Одры неслись тем же аллюром, точно не они сделали в эти дни целые полторы тысячи верст.
Через час они проскакали мимо каменных львов в ворота протозановского дома и остановились у широкого, выпуклого полукруглого подъезда.
Дон-Кихот выскочил и потащил за собою пыльную кутафью, в которой теперь не трудно было узнать дьяконицу Марью Николаевну.
В минуты приезда неожиданных гостей княгиня только что вернулась из института, где на другой день назначен был выпуск, и находилась в неприятном волнении. Она встретила друзей с изумлением, и ее первым к ним словом был вопрос:
– Что с вами? Или вы погорели?
– Нет, – отвечала Марья Николаевна, – ничего… – И она, показав на Рогожина, докончила: – Он прискакал… ночью… на огород вызвал… говорит: «Княгине не беспечно: поедем». Я и поехала.
Дон-Кихот даже и этого не говорил. Он ничего не объяснял; весь серый под густым слоем насевшей на него пыли, он в подозрительном молчании обходил залу и засматривал по всем углам и заглядывал за двери, точно искал везде скрытых злодеев.
Бабушка посмотрела на него и, улыбнувшись, сказала:
– Ну, довольно тебе, перестань основу сновать: тут и так все вокруг ходит. Патрикей! ступай с ним сейчас в баню да вели, пожалуйста, чтоб ему усы расчесали и уши хорошенько мылом вымыли. Да поди-ка сюда на минутку ко мне.
Вызвав Патрикея в другую комнату, княгиня добавила свое приказание:
– Сейчас купи ему платье, чтобы хорошее, но в его вкусе, а это вели у него в бане украсть.
Патрикей все это аккуратно сделал, и через час Дон-Кихот возвратился чисто вымытый и переодетый в бархатный колет с прочими соответственными деталями и в щегольских сапогах с раструбами.
– Вот как тебя здесь сразу выворотили! – похвалила его княгиня.
– Престранный случай! – отвечал Дон-Кихот, – меня обокрали!
– Тут это вдруг! впрочем, и это платье в твоем вкусе.
– Да; оно ничего, – отвечал Дон-Кихот.
И, став перед цельным зеркалом посреди комнаты, он начал поворачиваться в своем новом костюме, любуясь собою сам и заставляя любоваться исподтишка улыбавшихся над ним княгиню, дьяконицу, Ольгу Федотовну и Патрикея…
Это была живая картина к той сказке и присказке: полусумасшедший кривой дворянин, важно позирующий в пышном уборе из костюмерной лавки, а вокруг его умная, но своенравная княгиня да два смертно ей преданные верные слуги и друг с сельской поповки. Это собралась на чужине она, отходящая, самодумная Русь; а там, за стенами дома, катилась и гремела другая жизнь, новая, оторванная от домашних преданий: люди иные, на которых страна смотрела еще как удивленная курица смотрит на выведенных ею утят.

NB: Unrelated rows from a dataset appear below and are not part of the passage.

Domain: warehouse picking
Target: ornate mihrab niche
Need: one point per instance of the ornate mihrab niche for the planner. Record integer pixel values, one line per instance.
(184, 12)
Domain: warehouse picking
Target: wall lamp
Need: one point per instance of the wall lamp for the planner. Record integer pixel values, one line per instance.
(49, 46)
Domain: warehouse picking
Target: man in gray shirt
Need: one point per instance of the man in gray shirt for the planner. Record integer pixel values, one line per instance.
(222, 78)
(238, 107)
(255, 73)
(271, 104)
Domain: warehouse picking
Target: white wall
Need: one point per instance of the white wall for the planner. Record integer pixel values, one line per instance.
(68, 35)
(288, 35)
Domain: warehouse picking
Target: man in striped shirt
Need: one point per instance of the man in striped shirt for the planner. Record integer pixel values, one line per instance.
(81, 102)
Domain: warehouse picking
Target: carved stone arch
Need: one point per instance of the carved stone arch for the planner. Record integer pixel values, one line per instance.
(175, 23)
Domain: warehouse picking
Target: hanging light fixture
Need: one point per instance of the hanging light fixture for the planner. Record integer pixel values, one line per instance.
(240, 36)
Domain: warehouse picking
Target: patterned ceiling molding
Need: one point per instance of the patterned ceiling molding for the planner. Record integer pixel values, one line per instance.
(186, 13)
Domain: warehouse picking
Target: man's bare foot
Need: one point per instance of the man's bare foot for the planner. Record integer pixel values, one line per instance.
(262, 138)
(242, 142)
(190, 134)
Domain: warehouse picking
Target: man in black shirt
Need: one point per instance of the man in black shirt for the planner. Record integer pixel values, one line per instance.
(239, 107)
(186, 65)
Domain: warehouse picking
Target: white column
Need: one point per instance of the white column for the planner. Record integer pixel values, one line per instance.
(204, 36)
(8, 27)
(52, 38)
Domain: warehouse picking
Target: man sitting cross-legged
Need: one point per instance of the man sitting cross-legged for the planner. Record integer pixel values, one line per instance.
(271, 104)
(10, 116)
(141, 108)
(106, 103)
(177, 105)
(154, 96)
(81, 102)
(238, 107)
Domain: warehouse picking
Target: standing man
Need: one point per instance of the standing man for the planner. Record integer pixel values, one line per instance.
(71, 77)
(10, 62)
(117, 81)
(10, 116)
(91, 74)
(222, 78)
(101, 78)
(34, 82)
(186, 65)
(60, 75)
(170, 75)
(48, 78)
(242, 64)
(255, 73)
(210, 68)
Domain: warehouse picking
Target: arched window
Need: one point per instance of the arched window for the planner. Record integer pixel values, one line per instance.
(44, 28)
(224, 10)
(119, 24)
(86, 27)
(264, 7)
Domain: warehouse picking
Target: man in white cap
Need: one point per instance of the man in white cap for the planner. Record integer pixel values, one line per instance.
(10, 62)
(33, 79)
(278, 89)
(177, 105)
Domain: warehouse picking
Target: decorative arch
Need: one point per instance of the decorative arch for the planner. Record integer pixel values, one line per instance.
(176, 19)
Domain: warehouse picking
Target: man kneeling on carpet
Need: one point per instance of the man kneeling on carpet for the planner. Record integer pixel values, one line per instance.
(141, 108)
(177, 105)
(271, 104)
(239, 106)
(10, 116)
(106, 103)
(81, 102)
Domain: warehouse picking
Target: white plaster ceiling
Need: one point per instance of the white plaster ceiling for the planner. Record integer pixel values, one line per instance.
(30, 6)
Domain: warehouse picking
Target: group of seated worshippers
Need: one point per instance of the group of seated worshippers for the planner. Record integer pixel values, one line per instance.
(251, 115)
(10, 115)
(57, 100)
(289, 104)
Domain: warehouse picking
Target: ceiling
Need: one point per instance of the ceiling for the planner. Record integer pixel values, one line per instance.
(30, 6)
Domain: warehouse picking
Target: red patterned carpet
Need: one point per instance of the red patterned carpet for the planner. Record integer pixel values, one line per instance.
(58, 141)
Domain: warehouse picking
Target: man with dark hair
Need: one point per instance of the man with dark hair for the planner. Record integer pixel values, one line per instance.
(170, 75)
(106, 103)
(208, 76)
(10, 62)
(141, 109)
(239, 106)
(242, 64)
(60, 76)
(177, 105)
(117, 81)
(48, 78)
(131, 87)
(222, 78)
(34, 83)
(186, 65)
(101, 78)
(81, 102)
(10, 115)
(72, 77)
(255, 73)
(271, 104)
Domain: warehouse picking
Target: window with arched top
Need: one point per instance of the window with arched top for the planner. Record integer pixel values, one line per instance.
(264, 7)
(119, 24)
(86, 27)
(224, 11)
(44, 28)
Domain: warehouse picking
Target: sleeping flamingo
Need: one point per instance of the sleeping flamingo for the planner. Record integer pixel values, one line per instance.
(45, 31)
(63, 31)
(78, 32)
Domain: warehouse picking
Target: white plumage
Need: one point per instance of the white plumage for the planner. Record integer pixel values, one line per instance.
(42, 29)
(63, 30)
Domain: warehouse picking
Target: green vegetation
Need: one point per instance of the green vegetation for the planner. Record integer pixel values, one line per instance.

Старое старится – молодое растет
Глава первая
В моей хронике, к сожалению, неизбежны некоторые пробелы, особенно в том ее периоде, к которому я приступаю. В объяснение причины многих происшествий этой поры я не имею точных указаний и могу судить о них только по соображениям и догадкам. Впрочем, я так близко знаю тех, о ком говорю, что не могу сделать грубых промахов в моем рассказе, который буду продолжать с того, как повела себя княгиня Варвара Никаноровна в Петербурге, где мы ее оставили в конце первой части моей хроники, любующеюся преобразованным по ее мысли Дон-Кихотом Рогожиным.
Напомню опять, что это было накануне дня, когда бабушка должна была принять из рук институтских воспитателей свою дочь, княжну Анастасию, с которою, как я уже прежде рассказала, взаимные отношения их были несколько расхоложены сначала взаимным отчуждением и отвычкою, а потом пренебрежительным обхождением княжны с людьми, которых посылала к ней мать.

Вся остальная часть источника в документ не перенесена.